If you’re shopping for health insurance, you may get a pitch for something called a short-term medical plan. These policies have been around forever and are aimed at recent college grads, people between jobs, and new employees waiting for group benefits to kick in. They’re marketed by major insurers including UnitedHealthcare Services, Humana (HUM), some Blue Cross and Blue Shield carriers, and many smaller companies.
Short-term plans have become more visible as some insurers and brokers take advantage of the hoopla surrounding the Affordable Care Act to market them as alternatives to the policies available on the state and federal exchanges. Although the plans look a little like those approved under Obamacare, they provide less coverage and don’t have to adhere to the same rules. The companies are allowed to turn away patients who are sick and refuse to cover preexisting conditions. They don’t have to pay for preventative care and aren’t required to renew a policy if a patient needs a lot of medical care. “If you get sick, it’s not going to take care of you,” says Karen Pollitz, a senior fellow at the Kaiser Family Foundation, a health researcher.
The short-term plans also don’t satisfy the Obamacare requirement that people have adequate coverage, so people who buy them face the same tax penalties as the uninsured. Twenty percent of short-term policyholders believed, wrongly, that their coverage would be adequate under the ACA, according to a survey published in September by EHealth (EHTH), an online brokerage that sells conventional and short-term policies. An additional 64 percent said they weren’t sure.
There’s plenty of cause for the confusion. Assurant, one of the larger sellers of the temporary medical plans, says on its website that “these plans do not meet minimum essential coverage requirements” and customers may face tax penalties. But insurance agency Liberty Medicare in Wynnewood, Pa., called short-term plans “a viable alternative to Obamacare plans” in a recent blog post, although the company also noted that “their benefits are not as broad as Obamacare benefits.” Even if the policies exclude preexisting conditions, says president Gregory Lazarev, for “healthy people who are not entitled to subsidies, it makes perfect sense to go and buy a short-term plan.”
Percentage of short-term policy holders who wrongly believe their plan meets Obamacare standards
“There definitely are some companies out there that are aggressively marketing these and [similar] policies,” Pollitz says.
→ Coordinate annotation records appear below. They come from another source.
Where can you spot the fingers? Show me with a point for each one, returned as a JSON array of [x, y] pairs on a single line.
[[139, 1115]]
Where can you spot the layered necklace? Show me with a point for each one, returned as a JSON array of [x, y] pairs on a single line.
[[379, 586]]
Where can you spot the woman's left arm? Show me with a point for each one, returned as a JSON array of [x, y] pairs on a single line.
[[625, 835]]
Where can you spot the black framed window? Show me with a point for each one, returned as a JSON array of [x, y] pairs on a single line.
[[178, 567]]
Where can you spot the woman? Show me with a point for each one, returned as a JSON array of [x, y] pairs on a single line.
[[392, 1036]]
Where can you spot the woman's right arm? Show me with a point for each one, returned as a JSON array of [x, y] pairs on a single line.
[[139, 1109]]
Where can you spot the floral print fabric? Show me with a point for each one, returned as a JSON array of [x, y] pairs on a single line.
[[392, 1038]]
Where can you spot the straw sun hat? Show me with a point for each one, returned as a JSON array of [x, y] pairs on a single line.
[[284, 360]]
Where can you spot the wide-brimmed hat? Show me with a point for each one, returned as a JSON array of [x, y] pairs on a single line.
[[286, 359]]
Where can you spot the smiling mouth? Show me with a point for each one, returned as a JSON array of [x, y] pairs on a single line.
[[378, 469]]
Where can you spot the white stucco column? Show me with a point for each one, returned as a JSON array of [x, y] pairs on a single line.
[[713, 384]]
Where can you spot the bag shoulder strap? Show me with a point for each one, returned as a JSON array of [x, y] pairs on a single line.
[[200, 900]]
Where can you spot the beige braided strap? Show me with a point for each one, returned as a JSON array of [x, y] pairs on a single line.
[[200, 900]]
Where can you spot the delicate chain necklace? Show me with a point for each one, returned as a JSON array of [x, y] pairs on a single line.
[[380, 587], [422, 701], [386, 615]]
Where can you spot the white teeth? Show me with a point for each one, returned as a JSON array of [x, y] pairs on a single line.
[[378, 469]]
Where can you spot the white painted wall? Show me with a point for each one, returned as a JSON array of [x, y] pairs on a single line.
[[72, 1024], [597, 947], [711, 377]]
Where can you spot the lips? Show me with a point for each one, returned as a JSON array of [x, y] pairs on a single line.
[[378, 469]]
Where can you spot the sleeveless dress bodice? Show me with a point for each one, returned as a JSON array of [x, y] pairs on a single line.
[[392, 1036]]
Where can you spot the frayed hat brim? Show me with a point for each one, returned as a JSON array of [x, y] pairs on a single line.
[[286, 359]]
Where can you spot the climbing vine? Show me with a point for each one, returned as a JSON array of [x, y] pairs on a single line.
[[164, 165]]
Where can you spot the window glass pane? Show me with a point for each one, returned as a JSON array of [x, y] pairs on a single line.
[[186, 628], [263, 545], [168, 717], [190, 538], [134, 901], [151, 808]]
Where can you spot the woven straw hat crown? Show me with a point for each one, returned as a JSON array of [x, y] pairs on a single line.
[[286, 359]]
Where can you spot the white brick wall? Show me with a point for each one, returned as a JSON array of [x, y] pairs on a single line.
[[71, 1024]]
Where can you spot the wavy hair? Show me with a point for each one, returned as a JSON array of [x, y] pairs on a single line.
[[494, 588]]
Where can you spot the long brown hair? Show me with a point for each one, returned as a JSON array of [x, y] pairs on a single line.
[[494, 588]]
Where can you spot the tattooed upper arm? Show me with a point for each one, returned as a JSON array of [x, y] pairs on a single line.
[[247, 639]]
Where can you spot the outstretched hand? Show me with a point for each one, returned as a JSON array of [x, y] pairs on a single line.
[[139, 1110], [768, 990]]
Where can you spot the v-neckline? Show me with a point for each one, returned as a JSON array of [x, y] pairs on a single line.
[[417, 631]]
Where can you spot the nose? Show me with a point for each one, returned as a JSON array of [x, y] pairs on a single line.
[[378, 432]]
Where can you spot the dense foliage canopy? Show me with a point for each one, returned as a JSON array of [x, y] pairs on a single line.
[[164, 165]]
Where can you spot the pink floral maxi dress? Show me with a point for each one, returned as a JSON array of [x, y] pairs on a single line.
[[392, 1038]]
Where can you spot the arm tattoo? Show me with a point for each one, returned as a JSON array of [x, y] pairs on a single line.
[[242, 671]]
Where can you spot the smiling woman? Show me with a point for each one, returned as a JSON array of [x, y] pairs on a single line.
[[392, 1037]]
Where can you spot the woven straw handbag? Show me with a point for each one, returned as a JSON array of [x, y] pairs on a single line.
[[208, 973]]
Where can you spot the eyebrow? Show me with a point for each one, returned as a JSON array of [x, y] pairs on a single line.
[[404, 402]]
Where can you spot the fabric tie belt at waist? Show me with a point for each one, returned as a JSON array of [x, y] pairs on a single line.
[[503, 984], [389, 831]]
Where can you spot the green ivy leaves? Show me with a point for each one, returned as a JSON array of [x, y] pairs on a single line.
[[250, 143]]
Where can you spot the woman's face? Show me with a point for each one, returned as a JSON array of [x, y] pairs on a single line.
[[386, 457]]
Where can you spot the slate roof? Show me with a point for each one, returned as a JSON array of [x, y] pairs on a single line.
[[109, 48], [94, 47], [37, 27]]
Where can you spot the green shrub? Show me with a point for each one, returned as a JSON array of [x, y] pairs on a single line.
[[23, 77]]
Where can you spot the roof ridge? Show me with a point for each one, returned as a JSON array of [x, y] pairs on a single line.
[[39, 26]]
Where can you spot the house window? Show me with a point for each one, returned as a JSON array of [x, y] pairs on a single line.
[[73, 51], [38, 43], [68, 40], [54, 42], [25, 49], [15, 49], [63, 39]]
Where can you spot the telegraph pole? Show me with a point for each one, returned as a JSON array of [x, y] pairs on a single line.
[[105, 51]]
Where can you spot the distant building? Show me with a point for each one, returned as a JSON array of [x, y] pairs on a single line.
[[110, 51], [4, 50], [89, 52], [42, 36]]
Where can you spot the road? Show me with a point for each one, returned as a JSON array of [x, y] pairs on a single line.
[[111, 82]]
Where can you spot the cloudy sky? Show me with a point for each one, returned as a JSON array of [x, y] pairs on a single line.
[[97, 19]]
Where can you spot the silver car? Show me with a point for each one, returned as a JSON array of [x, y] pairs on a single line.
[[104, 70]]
One making expansive claims is Health Insurance Innovations (HIIQ), which connects consumers with short-term policies from third-party insurers. The Tampa company, which raised $65 million in an initial offering about a year ago, is expecting a boost from the ACA, even though its plans don’t meet the law’s requirements for adequate coverage. “We want to be ready to take full advantage of this unprecedented degree of market expansion,” Chief Executive Officer Michael Kosloske said in a November earnings call. In an interview, Kosloske says: “Our benefits are the same or better than what you’re going to find, for example, on the exchanges.”
A sample policy sold by Kosloske’s company suggests otherwise. Unlike ACA plans, it doesn’t cover immunizations and routine physicals, outpatient prescription drugs, preexisting conditions, pregnancy or childbirth, sports injuries, substance abuse treatment, allergies, or kidney disease. It also comes with a $2 million lifetime limit on benefits, a provision banned under Obamacare rules.
Buying the stripped-down, short-term policy could save a 30-year-old Florida man $1,123 in premiums over a year, compared with a typical bronze-level HMO plan from Humana. If he earns $46,000 a year, he’d have to pay about 41 percent of the savings in tax penalties for not having coverage authorized by the ACA. The penalty rate will double in 2015. If the hypothetical consumer earns $23,000 or less, federal subsidies would make up the difference between the price of the bronze plan and the short-term policy.
Kosloske points out that the bronze plan has exclusions, too, and a limited network—it doesn’t pay anything if you see a doctor outside the plan. In the plan his company sells, “covered benefits are paid the same way whether in or outside the broad and highly accessible provider network,” he says.
Pollitz advises consumers to stay away from short-term plans. “It may cover your claims until your term of coverage runs out,” she says. But for anyone who gets sick and hopes to renew, “it’s junk.”